Après avoir mis en scène un conflit israélo-palestinien dans « Bethléem », Yuval Adler vient se rattacher à ce thème, tout en ouvrant sur de nouvelles frontières, avec une grande touche réaliste. En adaptant « The English Teacher », écrit par Yiftach Reicher Atir, ex-agent du renseignement israélien, le réalisateur y trouve une sorte d’exploration humaine dans le métier d’espion. Toutefois, l’approche est sans doute trop littéraire pour qu’on puisse se concentrer sur l’essence du récit. On a beau s’inspirer de faits réels, l’étude psychologique d’une femme de terrain n’est pas toujours bien traitée, en symbiose avec ses angoisses.

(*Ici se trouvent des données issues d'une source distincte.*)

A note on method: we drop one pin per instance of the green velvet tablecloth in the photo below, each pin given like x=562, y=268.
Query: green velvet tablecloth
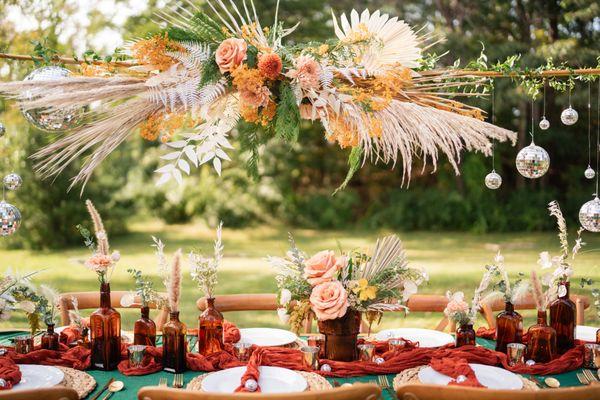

C’est tout de même un plaisir de retrouver Diane Kruger dans un rôle complexe et qui sait comment nous inviter à l’empathie. Mais ce qu’il y a de surprenant dans le personnage de Rachel, c’est son masque. Sans attache, elle est en perpétuelle crise identitaire. Étant l’intermédiaire parfait pour le Mossad, l’agent double joue gros en prenant des initiatives qui la rapprochent peu à peu de son humanité. Elle le porte toujours ce masque, car elle est formée ainsi. Devant son collègue, ou parfois devant son officier traitant, mais ce qui importe, c’est qu’elle puisse profiter d’une nouvelle relation, loin des radars pour enfin se libérer. En territoire ennemi, il faut savoir rendre des comptes à l’environnement hostile pour l’apprivoiser, avant de faire état des lieux pour l’objectif premier. Elle jongle constamment entre vie professionnelle et privée, alors qu’elle baigne dans une routine truffée de mines.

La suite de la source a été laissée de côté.